Hoewel ze na haar Europese titel van 2006 wat minder presteerde in 2007 en ook dit jaar niet te sterk uit de verf kwam, maakten Hellebaut en Vandeven zich weinig zorgen. “Vorig jaar wisten we dat haar mindere prestaties te maken hadden met een kleine blessure aan de linkerenkel. Vergeet niet dat dit gewricht bij het afstoten het equivalent van acht keer het lichaamsgewicht moet torsen. Het kleinste kwaaltje aan de enkel betekent dat sterke resultaten gewoonweg onmogelijk zijn. Vroeger waren het in het hoogspringen vooral de knieën die zwaar werden belast, omdat kracht voorop stond, terwijl nu de snelheid primeert”, verduidelijkt Vandeven nog. De wetenschap dat de mindere prestaties van 2007 enkel te wijten waren aan een fysiek ongemak, verstoorde de voorbereiding op Peking niet. “Van zodra Tia weer blessurevrij was, konden we ons werk voortzetten. Ze is wel al 30, maar we hebben nooit gedacht dat het vet van de soep was. Ze heeft dit seizoen nog progressie gemaakt, want ze is sterker en sneller geworden. Al belet dat niet dat ze meer tijd nodig heeft om te recupereren. Het komt erop aan het juiste evenwicht te vinden tussen trainen en rusten. Ik blijf ervan overtuigd dat ze nog altijd progressie kan maken.”

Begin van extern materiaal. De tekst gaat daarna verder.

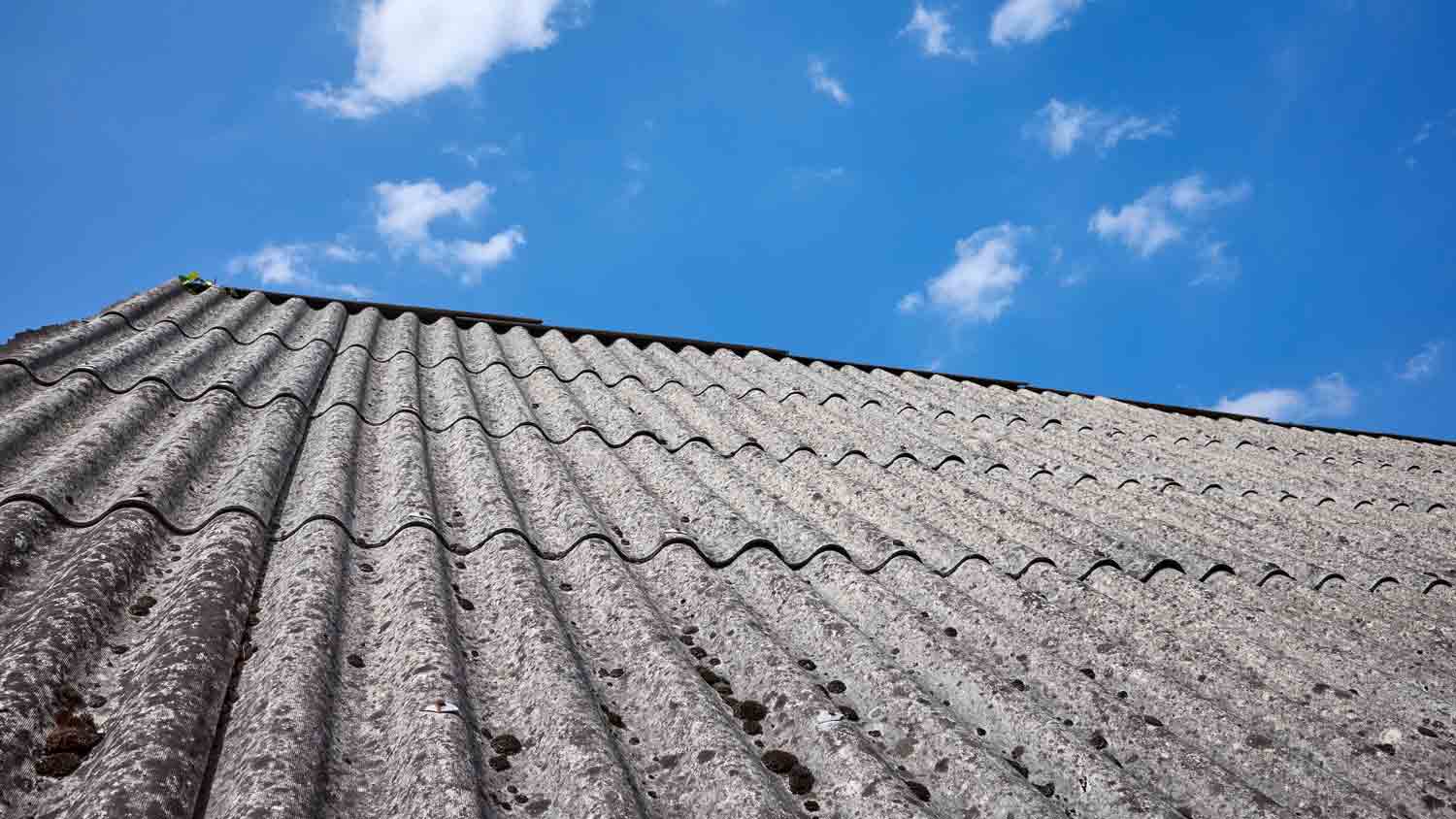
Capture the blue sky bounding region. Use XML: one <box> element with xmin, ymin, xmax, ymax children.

Sinds afgelopen winter bereidde Tia zich op dezelfde manier voor als op de Spelen van Athene. Ook haar Europese indoortitel op de vijfkamp maakte in feite deel uit van die voorbereiding. “Tia heeft veel training nodig. Ze heeft niet het aangeboren talent van een Kajsa Bergqvist of van een Tsjitsjerova, maar ze brengt van alle hoogspringsters ongetwijfeld het grootste aantal uren door op het trainingsveld. Om die trainingen boeiend te houden is het ideaal dat Tia ook meerkampen doet, maar ze houdt daar ook van. We koppelen dus het nuttige aan het aangename”, vervolgt Vandeven.

“We hebben in mei en juni wel niet zo hard getraind als in juli en augustus”, voegt de kersverse olympische kampioene eraan toe. “Het had immers geen zin om te vroeg te pieken. Ik moest er enkel staan op het juiste moment.”

Dat hield ook in dat ze moest vermageren. “Bij de wedstrijd woog ze 61 kilogram. Natuurlijk speelt het gewicht ook een rol, want hoe minder je weegt, hoe minder kilo’s je over die lat moet krijgen. Tegelijk moet je er echter over waken dat gewichtsverlies niet gepaard gaat met krachtverlies. De spieren in de benen moeten dus versterkt worden.” Tegenwoordig zijn hoogspringsters ook behoorlijk groot. Dat bevordert de prestaties omdat het zwaartepunt bij de sprong hoger ligt. “Toch is Tia elf centimeter kleiner dan de 1,93 m lange Blanka Vlasic. Ze compenseert dat verschil door haar snellere aanloop, die een beetje te vergelijken valt met die van de Bulgaarse Stefka Kostadinova die nog altijd het wereldrecord in handen heeft”, vertelt Vandeven.

Bestand tegen druk

“Sommigen gingen uit van het principe dat iemand die nog nooit over 2,05 m is gegaan dat op 30-jarige leeftijd zeker niet zal kunnen tijdens een evenement als de Olympische Spelen, maar ik ken haar goed en ik denk juist het tegenovergestelde. Ze zal niet op elke meeting over twee meter gaan, maar ze kan dat wel in specifieke omstandigheden. Vlasic springt bij wijze van spreken twee meter wanneer ze uit haar bed komt. Tia kan dat niet, ze heeft de druk van de wedstrijd nodig. Zeer goede sprongen zal ze nooit doen op kleine meetings”, geeft Wim Vandeven nog mee.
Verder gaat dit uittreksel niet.